Gabe Silverman died over the weekend. If you never met him, it’s your loss, but if you hung around the Downtown Mall much, you probably did. He was a real estate developer, I guess you could say, but he never dressed like one. Sometimes he looked like a super, puttering around in his green pickup truck with a slew of keys, smoking a cigarette out the window. Other times he looked like a cross between Keith Richards and Paul Hogan, dressed in a black T-shirt and jeans, a permanent wry smile etched into the lines around his eyes. I was introduced to him through a friend and only spent time with him on four or five occasions.
Here’s what I know about Gabe: He was a charmer who valued people. He hated whiners but loved to complain. He trusted young people to make decisions, because he remembered being a young person who made decisions. He cajoled, bullied, prophesied, and cut deals to realize his vision for the world, which could be both far-reaching and specific. He always thought everything could be better than it was, and he focused much of that energy on West Main Street, where he spent years hassling UVA, the city, and Coran Capshaw to do more to connect Downtown to Grounds.

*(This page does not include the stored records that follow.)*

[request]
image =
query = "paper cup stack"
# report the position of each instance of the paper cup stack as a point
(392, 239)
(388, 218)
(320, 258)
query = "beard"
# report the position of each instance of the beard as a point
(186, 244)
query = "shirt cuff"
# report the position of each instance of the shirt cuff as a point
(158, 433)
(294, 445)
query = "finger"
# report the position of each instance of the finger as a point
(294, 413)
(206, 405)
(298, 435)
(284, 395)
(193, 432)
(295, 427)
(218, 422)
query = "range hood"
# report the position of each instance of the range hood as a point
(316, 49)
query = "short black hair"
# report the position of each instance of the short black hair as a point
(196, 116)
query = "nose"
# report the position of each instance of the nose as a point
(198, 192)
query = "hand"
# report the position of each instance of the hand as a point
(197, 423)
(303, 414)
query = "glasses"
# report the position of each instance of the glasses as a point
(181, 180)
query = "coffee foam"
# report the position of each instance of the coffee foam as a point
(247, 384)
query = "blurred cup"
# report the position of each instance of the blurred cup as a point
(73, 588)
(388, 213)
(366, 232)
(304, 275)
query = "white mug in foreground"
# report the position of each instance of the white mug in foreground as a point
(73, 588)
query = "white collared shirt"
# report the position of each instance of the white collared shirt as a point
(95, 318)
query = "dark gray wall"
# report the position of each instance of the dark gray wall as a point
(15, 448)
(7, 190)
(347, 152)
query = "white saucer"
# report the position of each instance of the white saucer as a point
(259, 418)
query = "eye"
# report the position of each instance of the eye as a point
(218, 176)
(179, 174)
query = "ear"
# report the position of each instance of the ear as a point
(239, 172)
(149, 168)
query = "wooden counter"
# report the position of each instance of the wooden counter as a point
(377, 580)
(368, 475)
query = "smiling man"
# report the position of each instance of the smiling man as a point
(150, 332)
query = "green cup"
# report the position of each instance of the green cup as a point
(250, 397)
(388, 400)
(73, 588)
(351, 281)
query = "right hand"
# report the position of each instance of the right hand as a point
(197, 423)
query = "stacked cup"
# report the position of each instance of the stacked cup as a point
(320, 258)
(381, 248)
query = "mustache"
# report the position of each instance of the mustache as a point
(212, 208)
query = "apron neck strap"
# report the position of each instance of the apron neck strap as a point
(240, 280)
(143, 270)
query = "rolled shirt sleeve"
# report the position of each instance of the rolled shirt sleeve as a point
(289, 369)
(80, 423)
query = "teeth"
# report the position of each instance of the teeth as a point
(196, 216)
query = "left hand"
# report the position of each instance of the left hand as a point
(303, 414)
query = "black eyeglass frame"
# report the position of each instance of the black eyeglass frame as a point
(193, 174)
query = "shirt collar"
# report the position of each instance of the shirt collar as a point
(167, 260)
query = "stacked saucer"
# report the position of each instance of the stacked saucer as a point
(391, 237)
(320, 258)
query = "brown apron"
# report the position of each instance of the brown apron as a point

Gabe saw a Charlottesville that needed to be more diverse, more demanding, more energetic, more fun, and more like the California he grew up in, where everything was both a real estate hustle and an opportunity to create a new scene. He was, at heart and by training, an architect. This week’s cover story on a dance contest that aims to promote hip-hop culture on the Downtown Mall is, I think, a fitting one to pair with our version of Gabe’s obituary.
Ty Cooper, an African-American agent and promoter, grew up in Harlem and came to Charlottesville after college at Norfolk State. In the span of a few years Ty became a board member at The Paramount Theater, which was a segregated institution in a segregated Downtown in the not-so-distant past. Ty is a hustler, an agitator, and a relentless worker who has a way of connecting his personal interests, his vision for the community, and his connections with people to make things happen. Don’t just stand there, do something.